The closing of the Offering and the Concurrent Private Placement is anticipated to occur on or about June 26, 2024 (the “Closing Date”) and is subject to certain conditions including, but not limited to, the receipt of all necessary approvals including the conditional approval of the TSX Venture Exchange (the “TSXV”). Closing of the Offering is not conditional upon the closing of the Concurrent Private Placement.

The securities have not been and will not be registered under the United States Securities Act of 1933, as amended (the “U.S. Securities Act”), or the securities laws of any state of the "United States" (as such term is defined in Regulation S under the U.S. Securities Act), and may not be offered or sold in the United States unless registered under the U.S. Securities Act and the securities laws of any applicable state of the United States or an exemption from such registration requirements is available. This news release shall not constitute an offer to sell or the solicitation of an offer to buy nor shall there be any sale of the securities in any jurisdiction in which such offer, solicitation or sale would be unlawful.

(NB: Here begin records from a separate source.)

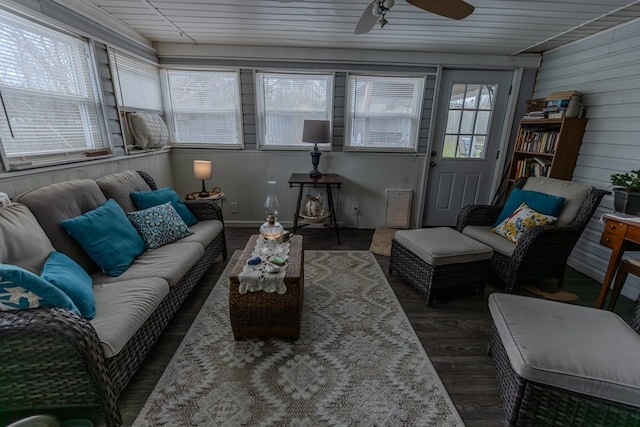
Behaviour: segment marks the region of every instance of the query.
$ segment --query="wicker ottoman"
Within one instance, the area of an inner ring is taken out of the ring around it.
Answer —
[[[616,314],[489,296],[506,426],[639,426],[640,340]]]
[[[391,241],[393,270],[427,297],[469,289],[484,292],[493,249],[448,227],[396,232]]]
[[[243,337],[282,337],[292,340],[300,336],[304,300],[304,251],[302,236],[290,240],[284,283],[287,292],[247,292],[240,294],[238,276],[251,257],[256,240],[253,235],[229,275],[229,320],[235,339]]]

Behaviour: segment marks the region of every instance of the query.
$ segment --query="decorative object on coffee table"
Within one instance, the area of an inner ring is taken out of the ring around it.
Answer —
[[[320,156],[322,153],[318,150],[318,143],[329,142],[331,138],[331,122],[329,120],[305,120],[302,128],[302,142],[313,144],[311,151],[311,163],[313,170],[309,172],[311,178],[320,178],[322,173],[318,170]]]
[[[210,194],[204,187],[204,181],[205,179],[211,179],[211,162],[209,160],[194,160],[193,176],[202,180],[202,191],[198,196],[202,198],[209,197]]]
[[[276,182],[267,181],[267,198],[264,201],[264,213],[267,214],[267,220],[260,226],[260,234],[265,238],[267,245],[265,249],[269,253],[274,253],[277,241],[284,227],[278,220],[278,211],[280,209],[280,203],[278,202],[278,196],[276,195]]]

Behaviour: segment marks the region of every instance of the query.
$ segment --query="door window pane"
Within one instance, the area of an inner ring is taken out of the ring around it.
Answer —
[[[443,158],[484,159],[497,84],[456,83],[451,88]]]

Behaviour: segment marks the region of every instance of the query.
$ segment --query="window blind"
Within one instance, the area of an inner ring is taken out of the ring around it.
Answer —
[[[308,148],[304,120],[331,120],[333,75],[258,72],[256,80],[260,144]]]
[[[109,49],[109,64],[120,107],[163,110],[158,66],[114,49]]]
[[[89,44],[0,11],[0,140],[8,167],[109,147]]]
[[[345,144],[414,151],[423,93],[423,77],[350,75]]]
[[[173,141],[241,143],[238,74],[237,71],[166,71]]]

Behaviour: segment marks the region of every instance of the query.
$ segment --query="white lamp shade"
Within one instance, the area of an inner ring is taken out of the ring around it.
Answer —
[[[329,120],[305,120],[302,127],[302,142],[322,144],[331,138],[331,122]]]
[[[196,179],[211,179],[211,162],[209,160],[194,160],[193,175]]]

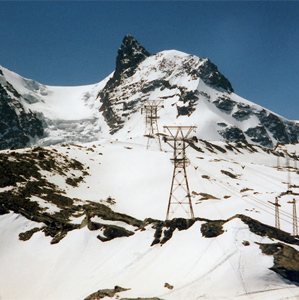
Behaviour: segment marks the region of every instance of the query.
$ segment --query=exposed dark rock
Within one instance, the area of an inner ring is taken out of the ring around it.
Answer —
[[[0,204],[0,215],[9,214],[9,209],[7,209],[3,204]]]
[[[212,153],[216,153],[215,150],[221,152],[221,153],[226,153],[226,150],[223,149],[222,147],[213,144],[211,142],[205,141],[205,140],[200,140],[202,143],[204,143],[205,147],[207,148],[207,150],[209,150]],[[191,146],[191,144],[190,144]]]
[[[63,190],[47,181],[41,174],[41,170],[66,176],[67,172],[78,171],[82,168],[83,165],[78,161],[40,147],[20,153],[1,153],[0,187],[11,187],[0,193],[2,211],[13,211],[29,220],[44,223],[42,230],[45,235],[53,237],[52,243],[59,241],[67,232],[79,227],[79,225],[71,224],[69,217],[83,209],[74,205],[74,199],[63,195]],[[87,174],[84,170],[80,171],[82,177]],[[48,202],[49,205],[55,204],[60,211],[47,213],[38,202],[31,200],[32,196]],[[35,232],[36,230],[32,230],[23,233],[20,238],[29,239]]]
[[[126,230],[122,227],[115,226],[115,225],[107,225],[107,224],[100,224],[100,223],[91,223],[93,228],[89,227],[90,230],[98,230],[104,229],[103,236],[98,235],[97,238],[102,242],[111,241],[115,238],[119,237],[128,237],[134,234],[134,232]]]
[[[157,297],[153,297],[153,298],[121,298],[120,300],[163,300],[162,298],[157,298]]]
[[[177,116],[190,116],[195,111],[195,104],[199,99],[199,92],[188,91],[183,88],[179,88],[181,95],[180,101],[184,103],[183,106],[177,104],[178,115]]]
[[[168,288],[169,290],[173,289],[173,285],[171,285],[171,284],[169,284],[167,282],[165,282],[164,287]]]
[[[252,115],[251,111],[243,109],[239,109],[238,111],[232,114],[232,116],[238,121],[247,120],[249,119],[250,115]]]
[[[216,237],[224,232],[222,228],[223,224],[224,221],[208,221],[201,225],[200,231],[206,238]]]
[[[30,230],[28,230],[26,232],[21,232],[19,234],[19,239],[21,241],[28,241],[28,240],[31,239],[31,237],[33,236],[34,233],[36,233],[36,232],[38,232],[40,230],[42,230],[42,228],[35,227],[35,228],[32,228],[32,229],[30,229]]]
[[[83,177],[82,176],[79,176],[79,177],[74,177],[74,178],[67,178],[65,180],[65,182],[68,184],[68,185],[71,185],[71,186],[78,186],[78,184],[83,181]]]
[[[203,175],[203,176],[205,176],[205,175]],[[205,177],[203,177],[203,178],[205,178]],[[215,197],[215,196],[213,196],[213,195],[210,195],[210,194],[208,194],[208,193],[195,193],[195,195],[198,195],[198,196],[201,196],[202,198],[200,198],[199,200],[201,201],[201,200],[219,200],[219,198],[217,198],[217,197]]]
[[[124,122],[113,109],[114,89],[120,85],[124,78],[132,76],[138,65],[148,56],[150,53],[135,38],[131,35],[124,37],[121,47],[118,49],[114,75],[99,93],[102,102],[100,111],[103,112],[103,116],[111,128],[111,134],[119,130]]]
[[[246,143],[246,138],[243,131],[238,127],[227,127],[224,130],[218,131],[226,141]]]
[[[245,134],[249,136],[254,143],[260,144],[264,147],[273,147],[272,140],[270,139],[267,130],[263,126],[249,128],[245,131]]]
[[[148,83],[145,83],[142,86],[141,92],[146,94],[146,93],[152,92],[158,88],[161,90],[163,90],[165,88],[171,90],[171,89],[177,88],[177,86],[170,85],[170,83],[167,80],[153,80],[153,81],[149,81]]]
[[[124,74],[126,77],[132,76],[138,64],[148,56],[150,53],[134,37],[129,34],[126,35],[118,49],[115,76],[123,76]]]
[[[21,103],[12,99],[0,84],[0,149],[25,147],[30,138],[43,134],[42,122],[36,114],[25,112]]]
[[[178,230],[186,230],[194,224],[193,219],[175,218],[172,220],[158,221],[152,219],[145,219],[143,227],[147,224],[153,224],[153,228],[156,230],[154,234],[154,241],[151,246],[155,244],[165,244],[171,239],[173,232]],[[163,236],[163,237],[162,237]]]
[[[208,85],[220,90],[232,93],[234,91],[231,83],[219,71],[209,59],[206,59],[198,70],[198,76]]]
[[[299,252],[282,243],[259,244],[266,255],[274,256],[274,265],[270,268],[282,277],[299,282]]]
[[[283,121],[278,116],[269,113],[264,109],[255,112],[255,115],[279,143],[287,144],[298,142],[298,124],[290,121]]]
[[[263,224],[245,215],[237,215],[236,217],[247,224],[250,231],[257,235],[268,236],[269,238],[277,239],[288,244],[299,245],[299,239],[291,236],[285,231]]]
[[[235,174],[233,174],[229,171],[226,171],[226,170],[221,170],[221,173],[228,176],[228,177],[230,177],[230,178],[232,178],[232,179],[237,179],[238,178],[237,175],[235,175]]]
[[[215,101],[212,102],[215,104],[217,108],[221,111],[230,114],[233,110],[234,106],[236,105],[236,101],[231,100],[229,97],[219,97]]]
[[[106,297],[114,297],[117,293],[128,291],[129,289],[122,288],[120,286],[115,286],[114,289],[103,289],[87,296],[84,300],[98,300]]]
[[[98,202],[90,201],[88,204],[83,205],[83,208],[88,218],[97,216],[104,220],[122,221],[136,227],[142,225],[142,221],[135,219],[131,216],[128,216],[126,214],[117,213],[113,211],[111,208],[109,208],[108,206]]]

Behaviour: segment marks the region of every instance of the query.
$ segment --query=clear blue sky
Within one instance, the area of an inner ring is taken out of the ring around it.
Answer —
[[[48,85],[96,83],[126,34],[208,57],[235,92],[299,119],[298,1],[0,1],[0,65]]]

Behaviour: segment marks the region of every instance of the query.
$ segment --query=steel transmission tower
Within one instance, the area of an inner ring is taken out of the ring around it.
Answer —
[[[293,204],[293,235],[298,236],[298,222],[297,222],[297,209],[296,209],[296,199],[293,198],[291,202]]]
[[[188,141],[190,141],[188,136],[192,131],[195,131],[196,126],[164,126],[164,129],[170,134],[170,136],[163,137],[164,142],[169,144],[174,151],[171,159],[174,169],[166,220],[178,208],[193,219],[194,212],[186,172],[186,167],[190,165],[190,160],[186,156],[186,148],[189,146]]]
[[[289,192],[291,189],[290,156],[287,152],[285,152],[285,155],[286,155],[286,168],[288,172],[288,192]]]
[[[279,219],[279,206],[278,197],[275,198],[275,227],[280,229],[280,219]]]
[[[161,108],[164,108],[163,100],[146,100],[142,107],[141,113],[145,112],[145,136],[148,138],[146,149],[155,140],[162,151],[158,128],[158,111]]]
[[[275,197],[275,203],[268,201],[270,204],[275,206],[275,227],[280,229],[280,219],[279,219],[279,207],[281,206],[278,202],[278,197]]]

About Atlas Engineered Products Ltd.

AEP is a growth company that is acquiring and operating profitable, well-established operations in Canada’s truss and engineered products industry. We have a well-defined and disciplined acquisition and operating growth strategy enabling us to scale aggressively and apply new technologies, giving us a unique opportunity to consolidate a fragmented industry of independent operators.

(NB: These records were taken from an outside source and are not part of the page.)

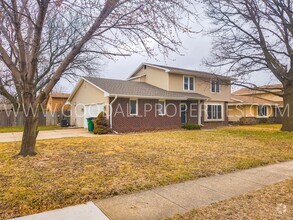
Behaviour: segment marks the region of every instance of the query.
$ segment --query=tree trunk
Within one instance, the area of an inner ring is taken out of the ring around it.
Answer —
[[[282,131],[293,131],[293,84],[284,86],[284,116]]]
[[[35,156],[38,136],[38,115],[30,113],[24,118],[24,131],[21,142],[20,156]]]

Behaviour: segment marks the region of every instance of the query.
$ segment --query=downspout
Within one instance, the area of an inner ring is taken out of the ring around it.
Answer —
[[[202,122],[202,108],[201,108],[201,101],[198,100],[197,103],[198,103],[198,125],[203,126],[203,125],[201,124],[201,122]]]
[[[110,103],[110,115],[109,115],[110,116],[110,129],[113,128],[113,116],[112,116],[113,108],[112,108],[112,105],[117,100],[117,98],[118,98],[118,96],[116,95],[115,98],[113,99],[113,101]],[[115,133],[117,133],[117,132],[115,132]]]

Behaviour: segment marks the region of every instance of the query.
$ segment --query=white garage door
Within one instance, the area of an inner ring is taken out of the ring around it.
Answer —
[[[87,128],[87,118],[96,118],[100,112],[104,111],[104,104],[86,105],[84,107],[84,128]]]

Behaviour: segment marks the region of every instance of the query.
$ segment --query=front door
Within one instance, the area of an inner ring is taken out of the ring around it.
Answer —
[[[182,102],[180,105],[181,123],[186,124],[187,122],[187,104]]]

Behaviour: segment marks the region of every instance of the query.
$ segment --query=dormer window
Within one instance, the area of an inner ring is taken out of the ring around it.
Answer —
[[[183,90],[194,91],[194,77],[193,76],[183,77]]]
[[[219,80],[211,80],[211,92],[212,93],[219,93],[220,92]]]

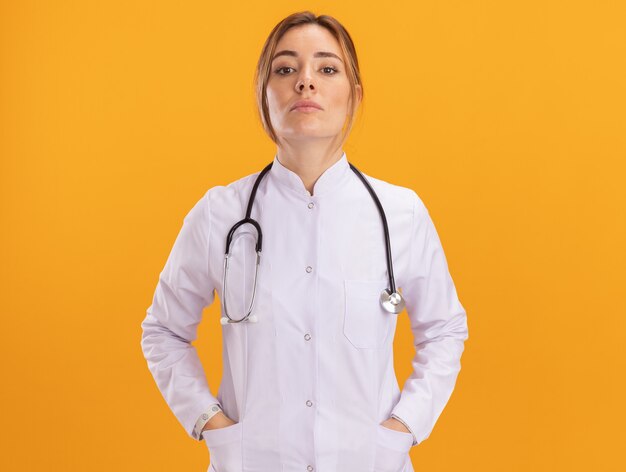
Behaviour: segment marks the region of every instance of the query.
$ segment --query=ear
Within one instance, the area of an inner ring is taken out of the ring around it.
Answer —
[[[361,87],[361,84],[356,84],[356,92],[357,92],[358,102],[360,105],[361,100],[363,99],[363,88]]]

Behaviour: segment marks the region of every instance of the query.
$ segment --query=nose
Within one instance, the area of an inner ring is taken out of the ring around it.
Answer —
[[[302,92],[305,88],[309,90],[315,90],[315,86],[309,77],[305,77],[303,79],[298,80],[296,83],[296,91]]]

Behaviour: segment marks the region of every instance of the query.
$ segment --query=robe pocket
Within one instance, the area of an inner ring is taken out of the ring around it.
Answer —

For additional information please contact:

Jake Bouma, Representative for AEP
Phone: 1-604-317-3936
Email: [email protected]

Company contact details:

Hadi Abassi, CEO & President, Founder
Atlas Engineered Products Ltd.
Email: [email protected]
250-754-1400
PO Box 37036 Country Club PO
Nanaimo, BC V9T 6N4
www.atlasengineeredproducts.com

FORWARD LOOKING INFORMATION

Information set forth in this news release contains forward-looking statements. These statements reflect management’s current estimates, beliefs, intentions and expectations; they are not guarantees of future performance. Although AEP believes that the expectations reflected in the forward looking statements are reasonable, there is no assurance that such expectations will prove to be correct, or that such future events will occur in the disclosed time frames or at all. AEP cautions that all forward looking statements are inherently uncertain and that actual performance may be affected by a number of material factors, many of which are beyond AEP’s control. Such factors include, among other things: risks and uncertainties related to the housing market, changes in interest rates and other risks and uncertainties relating to AEP, including those described in the Management’s Discussion and Analysis (“MD&A”) for AEP’s three months ended March 31, 2024. Accordingly, actual and future events, conditions and results may differ materially from the estimates, beliefs, intentions and expectations expressed or implied in the forward-looking information. Except as required under applicable securities legislation, AEP undertakes no obligation to publicly update or revise forward-looking information.

NEITHER THE TSX VENTURE EXCHANGE NOR ITS REGULATION SERVICES PROVIDER (AS THAT TERM IS DEFINED IN THE POLICIES OF THE TSX VENTURE EXCHANGE) ACCEPTS RESPONSIBILITY FOR THE ADEQUACY OR ACCURACY OF THIS RELEASE.